Home CPSC 225

Searching, Replacing and Comparing Files


 

Searching in Files

The grep command is used for searching files. The basic usage of grep is to pass the pattern to search for as the first argument, and the file or files to search in as the second argument. For example, to search for the text "hello" in files a.txt, b.txt and c.txt:

ifinlay@cpsc:~$ grep hello a.txt b.txt c.txt
a.txt:hello there
c.txt:this line contains hello
c.txt:this line contains hello as well

As you can see, grep prints all lines in the input files which contain the patten searched for. Here, a.txt has one match, b.txt has none, and c.txt has two.

grep has a number of useful options:

For example, if we want to find all instances of a function called "getData" inside of project that we are working on, we could use the following command:

ifinlay@cpsc:project1$ grep -inr getData .
./main.py:7:    user_data = getData()
./test.py:13:    test_data = getData()
./data.py:14:# the getData function gets some data from the user and returns it
./data.py:15:def getData():

This command uses the -i option to ignore case (useful if we can't recall how we capitalized something), the -n option to print line numbers, and the -r option to search any where within the current directory (".")

grep is a very powerful program. The patterns it searches for do not have to be plain strings, they can be regular expressions. These are beyond the scope of this course, but allow for very complex searches.


 

Searching for Files

grep is for searching the contents of files, but cannot search for a file by name. For that, we need the find command.

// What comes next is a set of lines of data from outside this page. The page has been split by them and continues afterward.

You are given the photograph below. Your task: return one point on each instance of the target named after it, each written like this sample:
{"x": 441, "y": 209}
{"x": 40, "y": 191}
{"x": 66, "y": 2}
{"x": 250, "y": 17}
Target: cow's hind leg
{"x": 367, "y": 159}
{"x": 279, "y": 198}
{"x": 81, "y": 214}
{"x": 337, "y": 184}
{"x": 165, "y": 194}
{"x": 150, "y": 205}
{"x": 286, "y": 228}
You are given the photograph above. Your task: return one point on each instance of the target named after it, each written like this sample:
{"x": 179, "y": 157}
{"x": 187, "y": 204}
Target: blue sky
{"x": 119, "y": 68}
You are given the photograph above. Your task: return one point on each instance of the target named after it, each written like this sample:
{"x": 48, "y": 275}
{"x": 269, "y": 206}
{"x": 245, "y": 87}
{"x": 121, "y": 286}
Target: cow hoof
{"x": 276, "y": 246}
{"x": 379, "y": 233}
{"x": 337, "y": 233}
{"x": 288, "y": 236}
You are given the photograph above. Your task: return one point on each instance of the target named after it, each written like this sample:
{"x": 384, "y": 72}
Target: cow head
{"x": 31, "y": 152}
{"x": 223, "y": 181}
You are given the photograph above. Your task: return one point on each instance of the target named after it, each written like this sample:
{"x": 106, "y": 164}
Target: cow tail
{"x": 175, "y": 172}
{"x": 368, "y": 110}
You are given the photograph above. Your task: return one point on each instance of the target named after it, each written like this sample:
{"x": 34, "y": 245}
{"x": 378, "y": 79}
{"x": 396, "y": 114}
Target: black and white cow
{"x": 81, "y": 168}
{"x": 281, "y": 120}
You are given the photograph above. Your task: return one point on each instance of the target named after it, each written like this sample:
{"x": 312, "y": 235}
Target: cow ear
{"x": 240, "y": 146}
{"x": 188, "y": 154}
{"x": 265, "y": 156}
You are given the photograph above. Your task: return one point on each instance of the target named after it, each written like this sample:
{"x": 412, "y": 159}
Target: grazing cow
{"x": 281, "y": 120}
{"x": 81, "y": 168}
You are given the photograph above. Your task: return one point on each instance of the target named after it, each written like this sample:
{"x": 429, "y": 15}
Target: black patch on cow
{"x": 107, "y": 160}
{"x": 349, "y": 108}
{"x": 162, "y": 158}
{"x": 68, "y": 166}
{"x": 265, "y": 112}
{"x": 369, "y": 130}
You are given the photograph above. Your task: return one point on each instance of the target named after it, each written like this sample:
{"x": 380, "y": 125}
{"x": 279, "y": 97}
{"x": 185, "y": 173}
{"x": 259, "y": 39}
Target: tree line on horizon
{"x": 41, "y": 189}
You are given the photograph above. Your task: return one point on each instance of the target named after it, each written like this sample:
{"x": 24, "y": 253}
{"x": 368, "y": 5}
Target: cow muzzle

find takes as its first argument the starting point for the search. To search the entire file system, this can be "/". To search your entire home directory, use "~". To search from the current location, use ".". find always searches recursively from its starting point.

After that come a number of tests. Likely the most common one is the "-name" test which takes a name to match. For example, we can use the following command to find all files named "main.py" in our home directory:

ifinlay@cpsc:~$ find ~ -name main.py
/home/faculty/ifinlay/project1/main.py
/home/faculty/ifinlay/project2/main.py

The file name we pass can also contain the * and ? wild card characters. So to find all Python files in our home directory, we might use:

ifinlay@cpsc:~$ find ~ -name "*.py"

Which will print all files which end in ".py". Note that the "*.py" part is in quotes. That is needed because otherwise, the shell would expand the wildcard to be the files in the current directory that match the pattern. With the quotes, the text "*.py" is passed as is into find which searches recursively for the pattern.

Some other potentially useful tests are summarized below (many more can be found by consulting man find):

Multiple tests can be combined, so to find all executable Python files modified within the last hour we could use:

ifinlay@cpsc:~$ find ~ -executable -name "*.py" -mmin -60
/home/faculty/ifinlay/project1/main.py
/home/faculty/ifinlay/project1/test.py
/home/faculty/ifinlay/bin/get-attachments.py
/home/faculty/ifinlay/bin/lookup.py
/home/faculty/ifinlay/project2/main.py

One common goal of the find command is to perform some task on the files we find. For instance, we might want to use the ls -l command to see file details of some set of files. To do this, we can use the -exec option of find. After the -exec comes the command we want to run with the characters "{}" in place of the filename, followed by a "\;".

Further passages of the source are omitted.